Джулия подбежала к маленькому прикроватному столику и набрала номер.

Она не должна упасть в обморок, не должна. Есть какое-то объяснение всему этому, твердила себе Лиз, с надеждой глядя на сестру.

Джулия уже набрала первую цифру.

— Я звоню в полицию.

Медсестра колебалась, встревоженная тем, как это может отразиться на репутации больницы.

— Но…

Взгляд, которым одарила ее Джулия, сразу подавил все ее попытки к протесту.

— Мою племянницу похитила какая-то женщина, которая у вас не работает. Якобы для проведения теста, который, как вы сказали, на этой стадии не делается. Я вызываю полицию.

Кивнув, сестра поспешила в холл звать охрану. Голос Джулии едва пробивался в затуманенное сознание Лиз: ее охватывала волна тошноты.

Утреннее солнце заливало комнату, отражаясь в блестящих стенках детской колыбели.

Кейн Мэдиген вылез из ничем не приметного серого "седана", полез в карман своей рубашки и подавил ругательство. Там было пусто. И он знал, что там пусто. После четырех недель успешного воздержания от курения он все еще машинально лез в карман за пачкой сигарет, которую за последние пятнадцать лет привык держать в нагрудном кармане.
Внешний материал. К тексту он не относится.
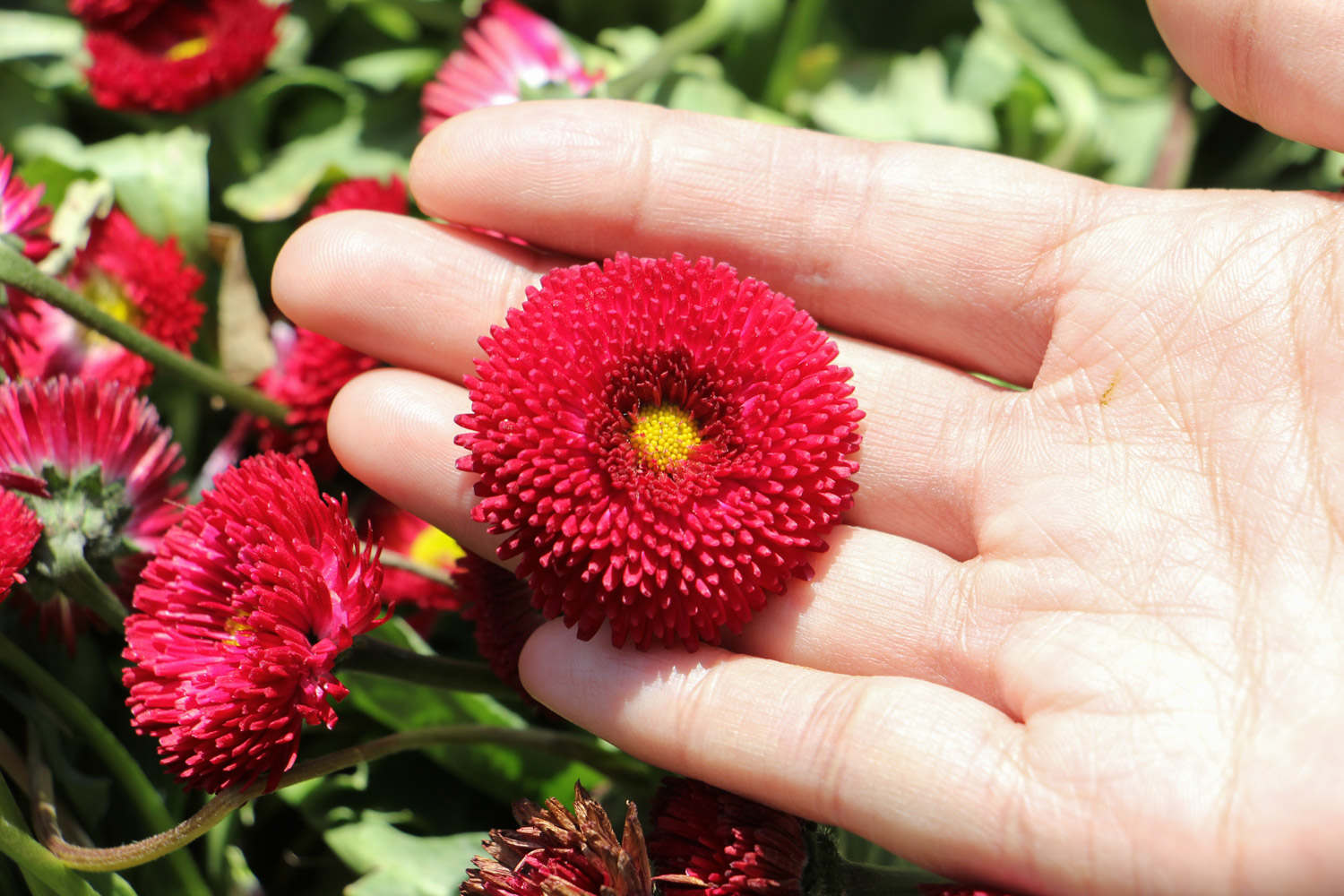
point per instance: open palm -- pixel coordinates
(1077, 638)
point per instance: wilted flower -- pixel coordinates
(23, 226)
(241, 616)
(558, 852)
(505, 50)
(500, 605)
(107, 465)
(183, 56)
(19, 530)
(132, 279)
(711, 841)
(661, 445)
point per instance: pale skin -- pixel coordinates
(1078, 640)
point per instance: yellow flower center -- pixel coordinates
(435, 548)
(109, 298)
(664, 435)
(187, 48)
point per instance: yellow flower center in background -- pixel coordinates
(435, 548)
(187, 48)
(664, 435)
(109, 298)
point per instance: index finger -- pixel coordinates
(948, 253)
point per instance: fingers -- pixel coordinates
(946, 253)
(1277, 64)
(919, 769)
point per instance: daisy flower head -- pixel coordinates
(239, 619)
(661, 444)
(131, 277)
(505, 50)
(559, 850)
(104, 492)
(183, 56)
(714, 842)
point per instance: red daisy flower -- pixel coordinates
(241, 616)
(714, 842)
(505, 50)
(185, 56)
(365, 193)
(661, 444)
(118, 15)
(19, 530)
(104, 470)
(500, 605)
(134, 279)
(562, 852)
(413, 538)
(23, 222)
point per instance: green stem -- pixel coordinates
(116, 857)
(381, 659)
(18, 271)
(797, 34)
(703, 30)
(90, 729)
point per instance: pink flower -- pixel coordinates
(661, 444)
(505, 50)
(134, 279)
(241, 616)
(108, 469)
(183, 56)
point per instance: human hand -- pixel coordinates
(1081, 638)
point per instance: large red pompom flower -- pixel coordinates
(714, 842)
(19, 530)
(23, 225)
(134, 279)
(505, 48)
(183, 56)
(241, 616)
(661, 444)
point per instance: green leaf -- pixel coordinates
(284, 185)
(30, 34)
(394, 863)
(906, 97)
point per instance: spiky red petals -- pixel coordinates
(505, 48)
(19, 530)
(711, 841)
(666, 549)
(183, 56)
(241, 616)
(136, 280)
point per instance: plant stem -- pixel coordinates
(798, 31)
(18, 271)
(117, 857)
(88, 727)
(704, 29)
(381, 659)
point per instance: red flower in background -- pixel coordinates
(19, 530)
(120, 15)
(715, 842)
(108, 469)
(241, 616)
(500, 605)
(131, 277)
(183, 56)
(23, 225)
(505, 48)
(661, 445)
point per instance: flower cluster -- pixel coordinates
(241, 616)
(174, 56)
(505, 50)
(661, 444)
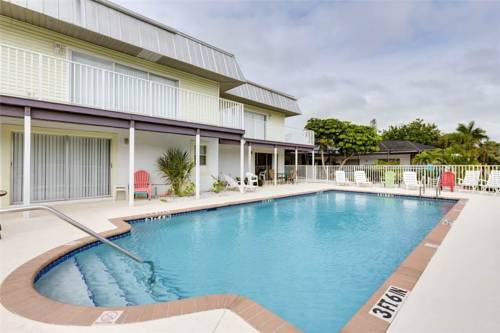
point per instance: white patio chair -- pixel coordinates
(234, 185)
(410, 180)
(360, 179)
(340, 178)
(471, 179)
(253, 180)
(493, 182)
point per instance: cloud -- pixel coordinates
(393, 61)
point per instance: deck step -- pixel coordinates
(129, 276)
(103, 286)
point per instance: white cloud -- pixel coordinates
(393, 61)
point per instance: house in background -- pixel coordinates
(390, 151)
(394, 151)
(91, 92)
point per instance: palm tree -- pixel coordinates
(175, 166)
(473, 135)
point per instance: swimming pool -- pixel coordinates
(311, 259)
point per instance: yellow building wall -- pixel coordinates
(6, 131)
(275, 122)
(23, 35)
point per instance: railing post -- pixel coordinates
(296, 166)
(27, 157)
(131, 160)
(249, 158)
(275, 162)
(39, 76)
(197, 166)
(242, 164)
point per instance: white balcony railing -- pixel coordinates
(257, 129)
(29, 74)
(296, 135)
(428, 175)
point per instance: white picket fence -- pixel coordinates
(428, 175)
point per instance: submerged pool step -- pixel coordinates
(128, 278)
(102, 285)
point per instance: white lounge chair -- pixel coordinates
(471, 179)
(234, 185)
(253, 180)
(340, 178)
(360, 179)
(493, 182)
(410, 180)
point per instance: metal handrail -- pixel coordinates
(76, 224)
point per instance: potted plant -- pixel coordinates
(218, 185)
(175, 166)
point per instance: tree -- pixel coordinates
(416, 131)
(472, 136)
(176, 166)
(345, 137)
(489, 152)
(322, 134)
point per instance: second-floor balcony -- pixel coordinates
(24, 73)
(256, 128)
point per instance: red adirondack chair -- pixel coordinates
(447, 179)
(141, 183)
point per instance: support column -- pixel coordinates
(27, 157)
(242, 164)
(249, 157)
(131, 166)
(314, 169)
(275, 166)
(296, 166)
(197, 164)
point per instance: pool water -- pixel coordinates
(313, 259)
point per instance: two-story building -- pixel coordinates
(90, 92)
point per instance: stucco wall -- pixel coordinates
(229, 159)
(149, 146)
(275, 122)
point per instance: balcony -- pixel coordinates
(297, 135)
(29, 74)
(258, 129)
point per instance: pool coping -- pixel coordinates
(19, 296)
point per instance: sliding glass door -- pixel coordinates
(62, 167)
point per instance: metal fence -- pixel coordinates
(427, 174)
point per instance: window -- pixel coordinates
(203, 154)
(255, 125)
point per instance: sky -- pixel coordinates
(393, 61)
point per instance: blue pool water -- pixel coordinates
(313, 259)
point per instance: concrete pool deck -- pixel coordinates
(441, 301)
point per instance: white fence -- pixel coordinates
(39, 76)
(428, 175)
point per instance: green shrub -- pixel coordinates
(176, 166)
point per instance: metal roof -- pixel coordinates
(255, 94)
(106, 24)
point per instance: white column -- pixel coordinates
(296, 166)
(242, 164)
(249, 157)
(131, 160)
(314, 169)
(197, 166)
(275, 166)
(27, 157)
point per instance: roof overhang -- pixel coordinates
(103, 23)
(58, 112)
(257, 95)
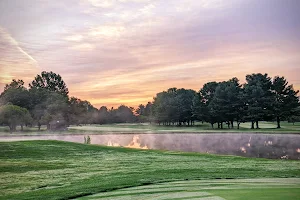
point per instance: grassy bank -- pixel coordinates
(265, 127)
(63, 170)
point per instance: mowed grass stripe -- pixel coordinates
(65, 170)
(204, 189)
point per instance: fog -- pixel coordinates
(275, 146)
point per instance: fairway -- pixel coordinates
(65, 170)
(288, 189)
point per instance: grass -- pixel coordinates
(265, 127)
(212, 189)
(64, 170)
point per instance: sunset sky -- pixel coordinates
(113, 52)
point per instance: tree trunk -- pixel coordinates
(278, 122)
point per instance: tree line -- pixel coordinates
(46, 101)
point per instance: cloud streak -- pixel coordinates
(125, 51)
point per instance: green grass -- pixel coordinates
(288, 189)
(265, 127)
(63, 170)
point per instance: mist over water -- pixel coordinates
(277, 146)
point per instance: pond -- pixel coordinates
(276, 146)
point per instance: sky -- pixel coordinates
(113, 52)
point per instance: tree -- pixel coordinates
(227, 102)
(81, 112)
(50, 81)
(16, 94)
(104, 115)
(286, 99)
(206, 96)
(13, 115)
(259, 98)
(14, 84)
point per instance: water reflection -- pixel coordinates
(250, 145)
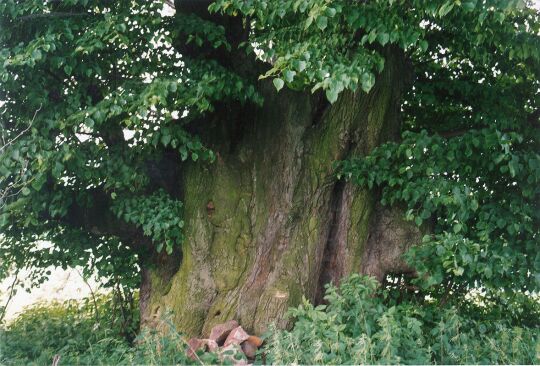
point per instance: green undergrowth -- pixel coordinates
(362, 324)
(359, 324)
Раздраженный, он подумал о том, когда же, наконец, он избавится от идиотской привычки тянуться за сигаретами при любом стрессе. Он сомневался, что такое время вообще когда-нибудь наступит. Сержант, сопровождающий его, поспешил вперед, когда они подошли к управляемой электроникой двери больницы.

— К лифтам сюда, сэр.

Нажимая на кнопку, Кейн думал о телефонном звонке, который поступил несколько минут назад. Он не успел еще сделать какие-либо предположения по предыдущему случаю, как это снова произошло. Кто-то похищал детей, и он намеревался поймать этих "кто-то" во что бы то ни стало.

Это был одиннадцатый случай. Десять новорожденных было похищено за это время из родильных домов и больниц: восемь в Южной Калифорнии и два в Аризоне. Все преступления происходили одинаково. Новорожденные исчезали из своих колыбелей. Никто ничего не видел. Никто ничего не знал. Возможно, это похищение прольет какой-то свет на происходящее?